С неделю я жил у тёти Клавы, первой жены дяди, матери моего старшего двоюродного брата Георгия. Потом дядя Вася забрал меня в Слоним в Белоруссию, самолётом.
Аэродром был в Барановичах. Помню самолёт - "Дуглас". Это было весной 1947 года. Когда я первый раз вышел из дома во двор, ординарец Василия Георгиевича погладил меня по голове и сказал: "Ты, брат, как армейское ведро - пузатый, а ручки тоненькие". Живот, действительно, распух от голода и всякой дряни, которой мы питались на Кавказе. То есть, спасли меня вовремя.
А уже летом 1947 года дядю Васю перевели во Львов. Туда мы (тётя Ира, его жена, годовалый сын Миша и я) перелетели на ПО-2. В одноместной задней кабине мы сидели втроём. Интересно было лететь над полями, над лесами; видеть всё - города, деревни, реки, дома, машины, людей...
Во Львове нас поселили в особняк по ул. Энгельса, 98, который мне показался огромным. Там была большая веранда, был второй этаж и даже две комнатки на 3-м этаже. Во дворе росла большая ель, в саду были большие каменные часы. В 1985-м году я был в командировке во Львове и заходил в дом. Ничего огромного...
К львовскому периоду относятся мои воспоминания о поездке по грибы. Ехали семьёй в открытом американском военном "Виллисе". В этой поездке ординарцу пришлось дать очередь из автомата, чтобы в лесу отогнать какую-то группу из 3-х человек с оружием. Грибов насобирали, дома нажарили, поели... Миша отравился, очень сильно болел; потом осложнения - что-то у него было вроде менингита. Возможно, именно с этого и началась его инвалидность.
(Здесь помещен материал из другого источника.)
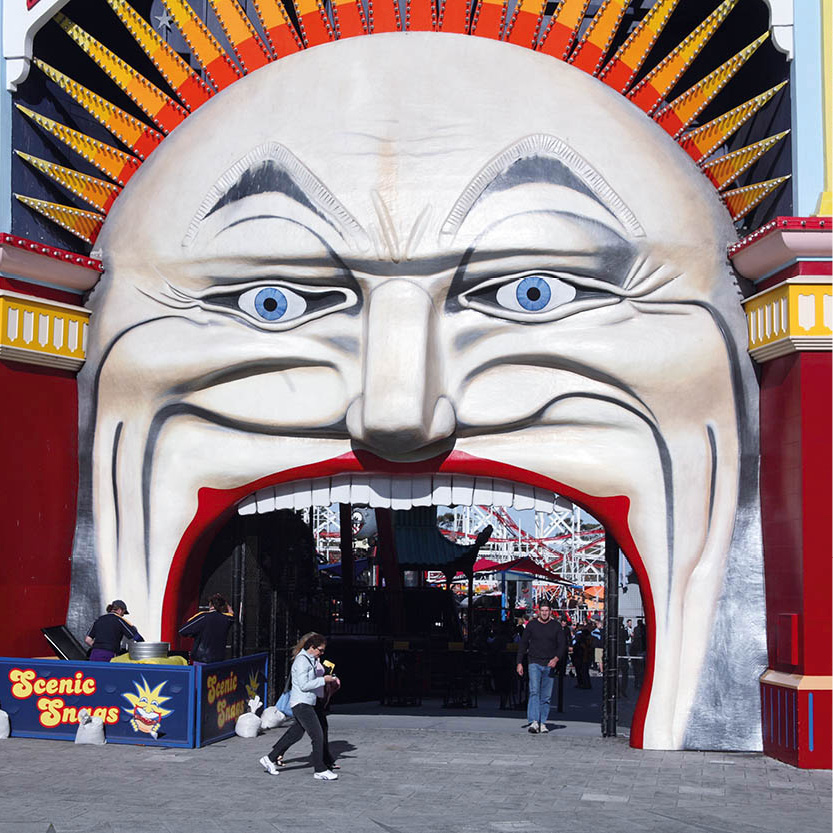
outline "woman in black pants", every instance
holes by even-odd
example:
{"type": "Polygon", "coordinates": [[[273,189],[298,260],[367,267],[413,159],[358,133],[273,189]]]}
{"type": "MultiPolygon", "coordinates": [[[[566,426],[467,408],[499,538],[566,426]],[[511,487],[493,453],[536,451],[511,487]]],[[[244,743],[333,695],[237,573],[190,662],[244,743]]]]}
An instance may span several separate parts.
{"type": "Polygon", "coordinates": [[[273,775],[280,773],[278,767],[283,765],[283,754],[307,733],[312,741],[315,778],[325,781],[338,779],[338,774],[333,773],[338,765],[330,754],[328,744],[324,695],[328,685],[338,686],[339,680],[334,675],[327,675],[321,665],[320,658],[326,646],[326,638],[315,632],[305,634],[295,645],[289,697],[295,723],[278,739],[269,754],[260,759],[260,764],[273,775]]]}

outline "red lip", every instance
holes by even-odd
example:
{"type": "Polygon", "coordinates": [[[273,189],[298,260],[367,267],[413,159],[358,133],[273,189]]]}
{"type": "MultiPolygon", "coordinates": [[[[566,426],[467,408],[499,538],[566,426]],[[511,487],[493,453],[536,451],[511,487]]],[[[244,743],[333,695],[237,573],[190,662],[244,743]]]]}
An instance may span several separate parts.
{"type": "Polygon", "coordinates": [[[214,534],[234,512],[238,501],[275,484],[288,483],[304,478],[322,478],[331,475],[366,472],[421,475],[447,472],[457,475],[480,475],[503,478],[524,483],[569,498],[597,518],[615,536],[619,546],[639,577],[639,586],[645,603],[645,619],[649,635],[649,647],[645,659],[645,675],[642,692],[636,706],[631,727],[631,745],[642,746],[642,734],[654,674],[654,603],[648,576],[642,557],[636,548],[628,525],[630,500],[625,495],[598,497],[574,489],[569,484],[547,478],[538,472],[521,469],[505,463],[475,457],[465,452],[450,452],[428,460],[400,463],[377,457],[371,452],[357,450],[336,458],[286,469],[259,478],[236,489],[212,489],[204,487],[198,492],[197,512],[185,530],[174,554],[168,573],[165,598],[162,605],[162,639],[174,643],[178,624],[187,616],[188,606],[199,593],[200,567],[214,534]]]}

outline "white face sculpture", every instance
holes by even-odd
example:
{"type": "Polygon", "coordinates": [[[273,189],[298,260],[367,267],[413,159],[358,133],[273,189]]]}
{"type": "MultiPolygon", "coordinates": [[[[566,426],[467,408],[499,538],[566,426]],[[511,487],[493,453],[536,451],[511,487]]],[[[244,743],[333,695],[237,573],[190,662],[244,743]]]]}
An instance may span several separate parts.
{"type": "Polygon", "coordinates": [[[645,746],[754,746],[732,239],[660,128],[547,56],[408,33],[247,76],[165,140],[99,239],[71,616],[123,596],[168,636],[220,511],[274,484],[283,506],[322,487],[428,503],[442,466],[455,502],[558,492],[614,531],[653,606],[645,746]]]}

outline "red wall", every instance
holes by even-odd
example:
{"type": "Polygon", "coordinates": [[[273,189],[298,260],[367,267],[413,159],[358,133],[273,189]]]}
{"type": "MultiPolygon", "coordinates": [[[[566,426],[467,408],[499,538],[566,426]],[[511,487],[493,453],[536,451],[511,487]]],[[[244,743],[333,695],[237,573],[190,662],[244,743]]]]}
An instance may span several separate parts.
{"type": "Polygon", "coordinates": [[[792,354],[766,362],[761,371],[769,666],[829,675],[831,354],[792,354]],[[790,614],[794,623],[779,623],[779,616],[790,614]],[[787,645],[792,634],[797,644],[787,645]]]}
{"type": "MultiPolygon", "coordinates": [[[[71,293],[0,279],[16,292],[71,293]]],[[[66,622],[78,484],[75,374],[0,362],[0,654],[53,654],[40,633],[66,622]]]]}

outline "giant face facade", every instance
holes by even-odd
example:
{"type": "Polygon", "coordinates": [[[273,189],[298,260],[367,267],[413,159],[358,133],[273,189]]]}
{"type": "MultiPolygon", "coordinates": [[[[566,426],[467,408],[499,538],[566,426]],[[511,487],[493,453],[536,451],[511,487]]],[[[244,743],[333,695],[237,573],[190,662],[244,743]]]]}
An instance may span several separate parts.
{"type": "Polygon", "coordinates": [[[129,595],[170,636],[200,536],[240,502],[558,493],[614,532],[650,604],[634,735],[759,746],[733,237],[664,131],[530,50],[396,33],[250,74],[98,240],[72,624],[129,595]]]}

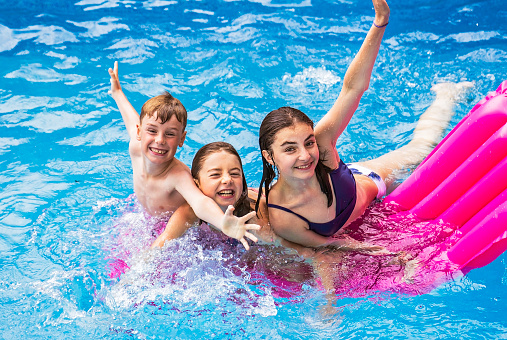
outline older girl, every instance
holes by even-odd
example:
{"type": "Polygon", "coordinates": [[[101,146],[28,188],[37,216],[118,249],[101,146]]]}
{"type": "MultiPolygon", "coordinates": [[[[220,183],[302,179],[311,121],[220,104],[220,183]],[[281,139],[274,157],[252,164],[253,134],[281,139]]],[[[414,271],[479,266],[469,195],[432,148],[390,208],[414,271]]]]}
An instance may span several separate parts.
{"type": "Polygon", "coordinates": [[[435,102],[421,116],[410,143],[377,159],[347,166],[336,150],[363,93],[389,20],[385,0],[373,0],[375,19],[347,70],[335,104],[313,129],[303,112],[282,107],[270,112],[259,131],[263,177],[257,208],[267,207],[276,234],[309,247],[348,241],[331,238],[386,193],[393,172],[416,165],[438,142],[458,92],[467,84],[433,88],[435,102]],[[275,184],[273,180],[277,178],[275,184]]]}

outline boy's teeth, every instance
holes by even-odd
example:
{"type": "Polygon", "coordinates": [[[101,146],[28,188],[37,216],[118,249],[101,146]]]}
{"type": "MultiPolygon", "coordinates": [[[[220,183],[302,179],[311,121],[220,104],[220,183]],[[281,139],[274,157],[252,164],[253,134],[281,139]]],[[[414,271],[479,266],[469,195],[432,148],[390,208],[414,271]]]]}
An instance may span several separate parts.
{"type": "Polygon", "coordinates": [[[157,149],[151,149],[151,151],[158,153],[158,154],[164,154],[165,150],[157,150],[157,149]]]}

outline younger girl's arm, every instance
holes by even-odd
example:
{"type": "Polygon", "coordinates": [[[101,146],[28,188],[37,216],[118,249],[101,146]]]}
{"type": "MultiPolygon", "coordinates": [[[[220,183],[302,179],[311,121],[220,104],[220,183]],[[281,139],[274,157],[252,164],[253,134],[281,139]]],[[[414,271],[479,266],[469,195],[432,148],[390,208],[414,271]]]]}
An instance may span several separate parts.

Ещё помню, как дядя Вася взял меня однажды на охоту. Впечатления были неизгладимые. И кабана подстрелили, и после охоты устроили соревнования по стрельбе по летящим мишеням. Я путался под ногами и очень гордился своим новым папой.
Уже прошло около года сытой жизни; меня научили не демонстрировать аппетит, который на самом деле никак не утолялся. В конце концов, меня осмелились взять в гости. Всё было пристойно с моей стороны, но когда я увидел стол, заставленный разнообразными блюдами, то, забыв все правила приличия, с возгласом "Ёлки-палки, еды-то сколько", бросился к столу.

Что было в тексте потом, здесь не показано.